1) Asking the prospect too many (or too detailed) qualification questions in forms
It’s tempting to ask your prospects every question possible in your forms to qualify them as sales ready leads. Remember to consider that prospects may not be filling in fully accurate information, especially if you’re asking for details they might not even know (such as trying to determine their sales ready status by asking BANT information — Budget, Authority, Needs, and Timeline). Try to use progressive profiling, and only ask information appropriate to where they are in the sales cycle.
2) Assuming bigger is always better
A Director (not a VP) may be your decision maker. A coordinator may be your main researcher. A mid-size company could be a better fit for your sales cycle and timeline. Don’t just assume in your lead scoring program that you only want CEOs and Fortune 500 companies receiving the coveted high scores. Make sure you’re taking into account the personas of your influencers and decision makers beyond senior leadership that reflects your prospects’ buying behavior.
3) Scoring email opens
Open rates tend to mean that the reader’s email server downloaded an image from the email. This could be in a preview, or even while they’re clicking the delete key. So while open rates can be a good macro trend to look at, don’t place too much weight on the value of the open. Go for engagement-centric metrics like click throughs and form fills, where you know without a doubt the prospect is engaging with your marketing.

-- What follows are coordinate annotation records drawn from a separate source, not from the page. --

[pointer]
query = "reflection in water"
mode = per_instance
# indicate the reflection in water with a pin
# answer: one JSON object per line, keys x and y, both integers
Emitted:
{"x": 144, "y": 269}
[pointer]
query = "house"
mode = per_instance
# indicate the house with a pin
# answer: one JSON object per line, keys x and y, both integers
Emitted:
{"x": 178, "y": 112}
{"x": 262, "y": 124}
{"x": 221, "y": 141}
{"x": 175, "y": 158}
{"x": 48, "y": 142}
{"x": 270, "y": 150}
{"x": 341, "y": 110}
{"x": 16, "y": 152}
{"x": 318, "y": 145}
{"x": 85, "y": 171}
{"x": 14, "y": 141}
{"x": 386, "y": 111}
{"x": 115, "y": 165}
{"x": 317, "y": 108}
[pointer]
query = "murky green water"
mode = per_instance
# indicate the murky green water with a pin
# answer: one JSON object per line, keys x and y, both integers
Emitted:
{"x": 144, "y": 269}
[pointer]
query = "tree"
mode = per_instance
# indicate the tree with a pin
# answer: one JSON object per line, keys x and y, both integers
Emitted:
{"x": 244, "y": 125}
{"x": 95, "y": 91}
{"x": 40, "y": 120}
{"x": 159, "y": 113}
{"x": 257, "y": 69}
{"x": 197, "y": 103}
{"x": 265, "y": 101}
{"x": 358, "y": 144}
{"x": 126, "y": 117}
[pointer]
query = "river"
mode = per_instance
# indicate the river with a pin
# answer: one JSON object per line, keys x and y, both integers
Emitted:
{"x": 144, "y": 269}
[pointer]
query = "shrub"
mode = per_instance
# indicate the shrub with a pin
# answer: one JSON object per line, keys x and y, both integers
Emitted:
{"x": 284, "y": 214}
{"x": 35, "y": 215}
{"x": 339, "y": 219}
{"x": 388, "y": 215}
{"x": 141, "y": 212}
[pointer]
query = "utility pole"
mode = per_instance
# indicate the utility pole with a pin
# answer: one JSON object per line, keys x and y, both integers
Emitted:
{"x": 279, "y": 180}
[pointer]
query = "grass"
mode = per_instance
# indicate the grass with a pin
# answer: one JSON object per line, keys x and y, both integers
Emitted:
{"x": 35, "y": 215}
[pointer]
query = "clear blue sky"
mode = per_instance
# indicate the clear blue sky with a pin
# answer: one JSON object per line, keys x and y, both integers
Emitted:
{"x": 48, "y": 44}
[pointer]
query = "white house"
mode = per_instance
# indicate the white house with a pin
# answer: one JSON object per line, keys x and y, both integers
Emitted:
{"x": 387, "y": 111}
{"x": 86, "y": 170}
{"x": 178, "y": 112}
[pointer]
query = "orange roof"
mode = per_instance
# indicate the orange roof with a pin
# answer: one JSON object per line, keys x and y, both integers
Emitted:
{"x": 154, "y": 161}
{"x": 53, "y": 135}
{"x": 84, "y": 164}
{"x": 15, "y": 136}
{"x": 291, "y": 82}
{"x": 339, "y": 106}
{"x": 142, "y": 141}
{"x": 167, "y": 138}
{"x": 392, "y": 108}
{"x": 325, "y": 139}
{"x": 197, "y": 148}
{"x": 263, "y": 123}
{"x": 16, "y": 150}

4) Scoring either demographic OR behavioral values
You can’t have a good sales ready lead if they’re not a good fit for your organization. Just like you can’t have a sales ready lead if they’re not ready to buy your product or service. Don’t just score on one value (demographic) or the other (behavior). In order for your program to work properly you need to examine both customer fit and sales readiness based on behavior. More tips on that here!
5) Not allowing sales to adjust scores
Creating a lead scoring program in a vacuum, or carving it in stone means it won’t last long. Sales should be allowed to adjust the scores of their leads, whether higher or lower, to reflect where the leads actually are in the sales readiness cycle. At the end of the month or quarter, you can review the adjusted leads to determine larger scale updates you may need to make to your lead scoring program.